Elections were held in Illinois on Tuesday, November 5, 1946.

Primaries were held April 9, 1946.

Election information
1946 was a midterm election year in the United States.

Turnout
In the primary election 1,531,657 ballots were cast (741,821 Democratic and 789,836 Republican).

In the general election 3,619,332 ballots were cast.

Federal elections

United States House 

All 26 Illinois seats in the United States House of Representatives were up for election in 1946.

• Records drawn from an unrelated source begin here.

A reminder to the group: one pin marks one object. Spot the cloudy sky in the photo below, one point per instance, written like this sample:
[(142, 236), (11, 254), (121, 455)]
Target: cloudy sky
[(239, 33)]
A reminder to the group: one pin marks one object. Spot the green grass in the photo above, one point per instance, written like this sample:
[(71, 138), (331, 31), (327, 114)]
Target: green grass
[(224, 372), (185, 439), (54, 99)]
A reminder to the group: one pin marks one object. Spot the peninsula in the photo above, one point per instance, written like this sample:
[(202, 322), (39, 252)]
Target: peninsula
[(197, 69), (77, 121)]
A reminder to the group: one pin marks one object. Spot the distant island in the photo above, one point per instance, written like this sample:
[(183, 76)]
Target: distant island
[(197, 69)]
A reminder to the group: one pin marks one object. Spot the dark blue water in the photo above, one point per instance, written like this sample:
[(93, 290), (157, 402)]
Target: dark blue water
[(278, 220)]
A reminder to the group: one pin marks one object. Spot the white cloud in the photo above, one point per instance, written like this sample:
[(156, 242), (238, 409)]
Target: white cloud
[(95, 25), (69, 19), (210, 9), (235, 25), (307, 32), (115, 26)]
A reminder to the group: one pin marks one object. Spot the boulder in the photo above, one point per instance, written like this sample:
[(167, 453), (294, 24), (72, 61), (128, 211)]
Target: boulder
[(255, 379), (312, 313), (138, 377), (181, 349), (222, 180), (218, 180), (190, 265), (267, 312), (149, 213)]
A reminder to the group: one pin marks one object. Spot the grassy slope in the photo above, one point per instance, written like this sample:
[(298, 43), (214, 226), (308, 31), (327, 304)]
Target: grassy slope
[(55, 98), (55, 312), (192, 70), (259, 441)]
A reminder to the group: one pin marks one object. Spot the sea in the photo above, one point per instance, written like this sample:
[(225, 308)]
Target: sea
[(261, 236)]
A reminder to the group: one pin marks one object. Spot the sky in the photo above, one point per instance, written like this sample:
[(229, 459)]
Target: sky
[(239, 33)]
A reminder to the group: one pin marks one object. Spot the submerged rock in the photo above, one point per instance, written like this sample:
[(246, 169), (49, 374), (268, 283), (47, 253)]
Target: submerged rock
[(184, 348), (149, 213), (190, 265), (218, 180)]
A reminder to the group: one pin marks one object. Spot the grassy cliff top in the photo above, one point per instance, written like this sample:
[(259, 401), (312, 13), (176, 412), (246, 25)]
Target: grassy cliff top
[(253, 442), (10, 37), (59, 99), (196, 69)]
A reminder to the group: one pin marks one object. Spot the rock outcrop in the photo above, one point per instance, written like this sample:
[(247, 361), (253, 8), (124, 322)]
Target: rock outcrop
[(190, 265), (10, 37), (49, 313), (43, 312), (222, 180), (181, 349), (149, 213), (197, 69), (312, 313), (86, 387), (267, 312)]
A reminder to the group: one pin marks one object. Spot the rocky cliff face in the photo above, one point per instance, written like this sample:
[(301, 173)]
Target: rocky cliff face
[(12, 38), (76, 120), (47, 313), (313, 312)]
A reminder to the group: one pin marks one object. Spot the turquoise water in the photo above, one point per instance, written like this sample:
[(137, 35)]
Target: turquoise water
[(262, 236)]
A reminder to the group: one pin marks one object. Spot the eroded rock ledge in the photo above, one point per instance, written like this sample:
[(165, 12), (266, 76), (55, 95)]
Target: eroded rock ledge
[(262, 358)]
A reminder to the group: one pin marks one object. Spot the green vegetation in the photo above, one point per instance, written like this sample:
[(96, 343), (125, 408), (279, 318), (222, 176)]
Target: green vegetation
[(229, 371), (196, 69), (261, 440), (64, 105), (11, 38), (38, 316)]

Republicans flipped five Republican-held seats, leaving the Illinois House delegation to consist of 20 Republicans and 6 Democrats.

State elections

Treasurer 

Incumbent first-term Treasurer, Republican Conrad F. Becker, did not seek reelection. Republican Richard Yates Rowe was elected to succeed him.

Democratic primary

Republican primary

General election

Superintendent of Public Instruction 

Incumbent  Superintendent of Public Instruction Vernon L. Nickell, a Republican, was reelected to a second term.

Democratic primary

Republican primary

General election

State Senate
Seats in the Illinois Senate were up for election in 1946. Republicans retained control of the chamber.

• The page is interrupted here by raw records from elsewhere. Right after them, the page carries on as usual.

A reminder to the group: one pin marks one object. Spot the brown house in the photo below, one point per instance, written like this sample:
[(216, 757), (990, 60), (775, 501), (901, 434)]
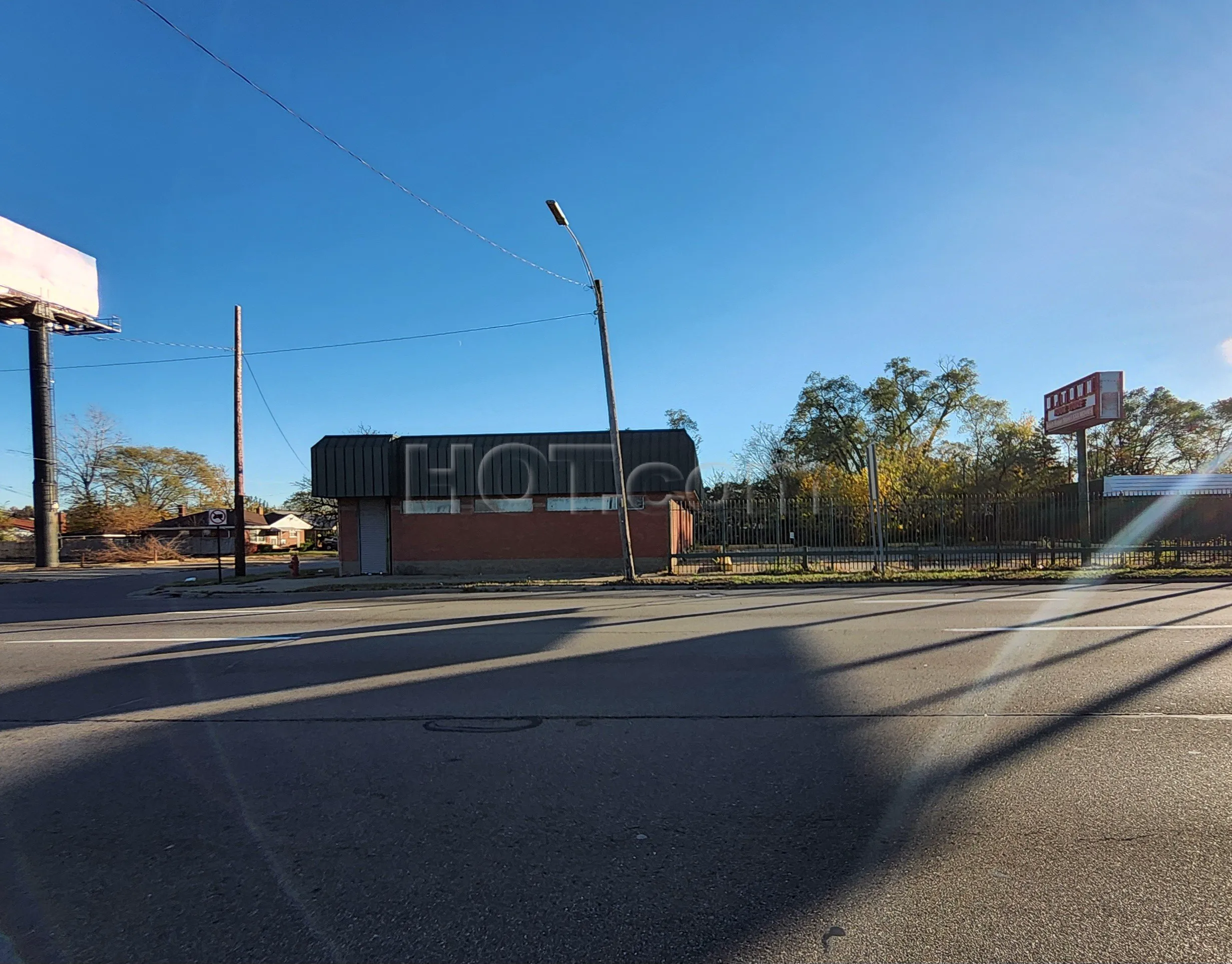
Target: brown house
[(193, 531)]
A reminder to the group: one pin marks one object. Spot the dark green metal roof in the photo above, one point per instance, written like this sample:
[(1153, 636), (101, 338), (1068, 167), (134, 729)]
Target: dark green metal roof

State House of Representatives
Seats in the Illinois House of Representatives were up for election in 1946. Republicans retained control of the chamber.

Trustees of University of Illinois

An election was held for three of nine seats for Trustees of University of Illinois. Republicans won all three seats. However, since all three seats up for election were already held by Republicans, this did not change the partisan composition of the University of Illinois Board of Trustees, with the board's 9–3 Republican majority over Democrats being retained.

First-term Republican incumbents Park Livingston and John R. Fornof were reelected. New Republican member Doris Simpson Holt was elected. Third-term Republican incumbent Helen M. L. Grigsby was not renominated.

Judicial elections
On June 3, 1946 elections were held to fill vacancies on the Superior Court of Cook County. On November 5, 1946, a special election was held to fill a vacancy on the Circuit Court of Cook County. On December 17, 1946, a special election was held to fill a vacancy on the Sixth Judicial Circuit.

Ballot measures
Two measures was put before voters in 1946.

Illinois Gateway Amendment
The Illinois Gateway Amendment, a proposed amendment to Section 2 of Article XIV of the Constitution, failed to meet the threshold for approval.

If approved, this amendment would have enabled the legislature to submit legislatively referred amendments to up to three constitutional articles per session.

In order to be approved, legislatively referred constitutional amendments required approval equal to a majority of voters voting in the entire general election.

World War II Veterans' Compensation Act
The World War II Veterans' Compensation Act, a legislatively referred bond issue, was approved by voters.

The bond issue would be used to compensate veterans of World War II.

It was required to be approved by a vote equal to vote for whichever chamber of the state legislature received the greatest vote total. In this case, that meant it needed to receive 1,709,721 votes.

Local elections
Local elections were held. These included county elections, such as the Cook County elections.